On the first day the intoxication caused gastroenterocolitis and dehydration. Dehydration in combination with impaired cardiac function resulted in tissue hypoperfusion with lactic acid metabolic acidosis. The respiratory insufficiency was deteriorated by bilateral pneumonia, confirmed on autopsy. Acute heart failure was probably the result of a direct toxic effect of colchicine on myocardial cells [8, 18, 19].

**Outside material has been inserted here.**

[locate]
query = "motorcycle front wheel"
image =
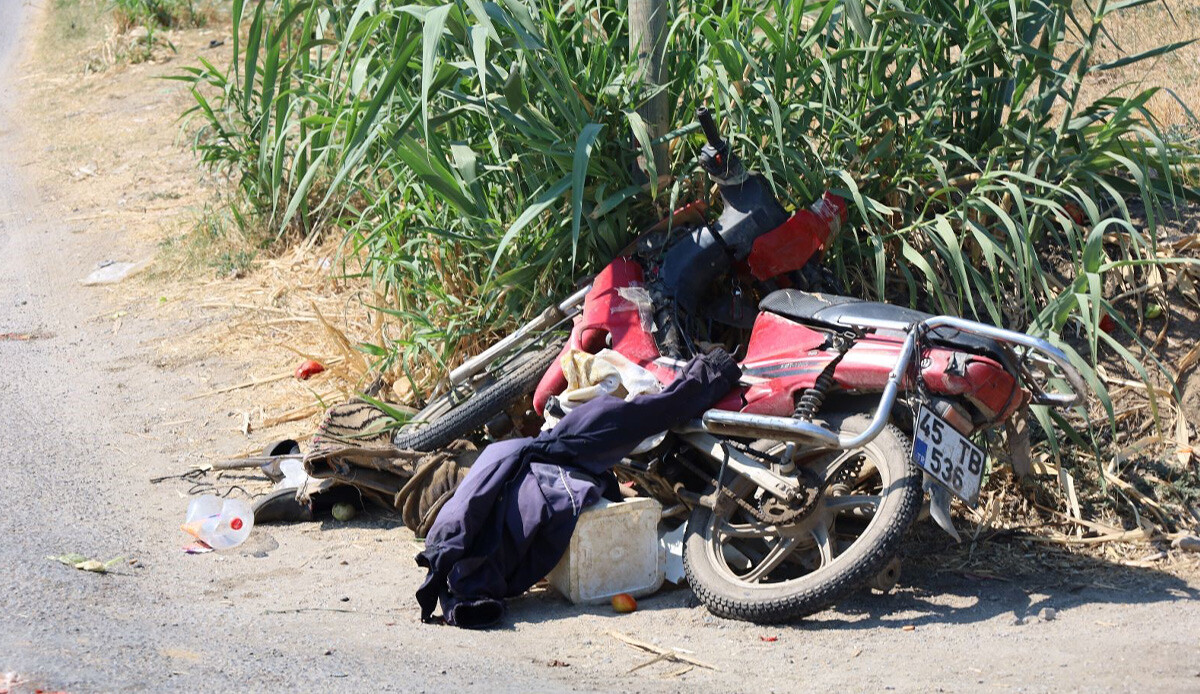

Colchicine poisoning should be considered in patients with gastroenterocolitis after a wild plant meal. Blood and urine colchicine determination is useful for diagnostics in doubtful cases. Management includes early intensive support measures despite a relatively mild clinical picture at presentation. Specific therapy such as colchicine antibodies is reported in some case reports as well as in animal studies but it is not yet commercially available [20, 21]. A more severe clinical presentation should expected in patients with pre-existing liver and renal diseases. The main reasons for death are cardiovascular collapse, respiratory failure and leukopenia with infection. Hepatic and renal dysfunction as well as certain drugs could worsen the prognosis of poisoning with colchicine.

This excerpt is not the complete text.